Provable Adversarial Robustness in In-Context Learning

Large language models adapt to new tasks through in-context learning (ICL) without parameter updates. Current theoretical explanations for this capability assume test tasks are drawn from a distribution similar to that seen during pretraining. This assumption overlooks adversarial distribution shifts that threaten real-world reliability. To address this gap, we introduce a distributionally robust meta-learning framework that provides worst-case performance guarantees for ICL under Wasserstein-based distribution shifts. Focusing on linear self-attention Transformers, we derive a non-asymptotic bound linking adversarial perturbation strength ($ρ$), model capacity ($m$), and the number of in-context examples ($N$). The analysis reveals that model robustness scales with the square root of its capacity ($ρ_{\text{max}} \propto \sqrt{m}$), while adversarial settings impose a sample complexity penalty proportional to the square of the perturbation magnitude ($N_ρ- N_0 \propto ρ^2$). Experiments on synthetic tasks confirm these scaling laws.
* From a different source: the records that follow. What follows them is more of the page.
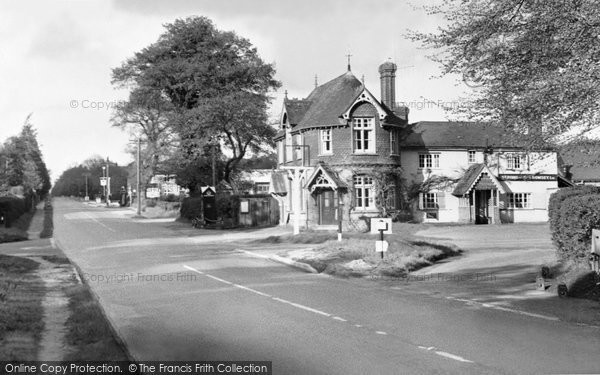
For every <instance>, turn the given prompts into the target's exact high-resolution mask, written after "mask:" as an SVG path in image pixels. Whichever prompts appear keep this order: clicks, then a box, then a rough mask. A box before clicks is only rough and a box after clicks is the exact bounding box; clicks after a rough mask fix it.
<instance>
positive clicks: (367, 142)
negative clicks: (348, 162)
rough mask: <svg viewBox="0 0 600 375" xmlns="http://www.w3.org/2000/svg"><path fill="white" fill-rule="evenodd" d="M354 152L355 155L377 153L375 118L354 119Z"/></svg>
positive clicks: (353, 151) (372, 117) (356, 117)
mask: <svg viewBox="0 0 600 375" xmlns="http://www.w3.org/2000/svg"><path fill="white" fill-rule="evenodd" d="M365 143H366V147H365ZM352 151H353V152H354V153H355V154H374V153H375V118H374V117H354V118H353V119H352Z"/></svg>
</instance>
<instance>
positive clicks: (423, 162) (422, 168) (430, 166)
mask: <svg viewBox="0 0 600 375" xmlns="http://www.w3.org/2000/svg"><path fill="white" fill-rule="evenodd" d="M439 167H440V154H419V168H420V169H426V168H431V169H437V168H439Z"/></svg>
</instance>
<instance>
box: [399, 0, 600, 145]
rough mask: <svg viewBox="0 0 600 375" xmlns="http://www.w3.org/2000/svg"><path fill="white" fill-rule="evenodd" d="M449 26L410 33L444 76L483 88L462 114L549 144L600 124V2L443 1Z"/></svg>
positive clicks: (465, 99)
These findings advance the theoretical understanding of ICL's limits under adversarial conditions and suggest that model capacity serves as a fundamental resource for distributional robustness.

Key Contributions

Distributionally robust meta-learning framework for ICL using Wasserstein-ball uncertainty sets, providing worst-case guarantees against adversarial task-distribution shifts
Non-asymptotic bound showing maximum tolerable adversarial perturbation scales as ρ_max ∝ √m (model capacity) and the extra in-context examples needed scale as N_ρ − N₀ ∝ ρ²
Synthetic experiments on linear self-attention Transformers that empirically confirm the derived robustness-capacity and sample-complexity scaling laws

🛡️ Threat Analysis

Input Manipulation Attack

The paper's core contribution is certified/provable adversarial robustness guarantees for ICL: it derives non-asymptotic worst-case bounds under Wasserstein-ball distribution shifts, directly paralleling the certified robustness strand of ML01. The adversarial threat model is an attacker who maximally shifts the task distribution at inference time.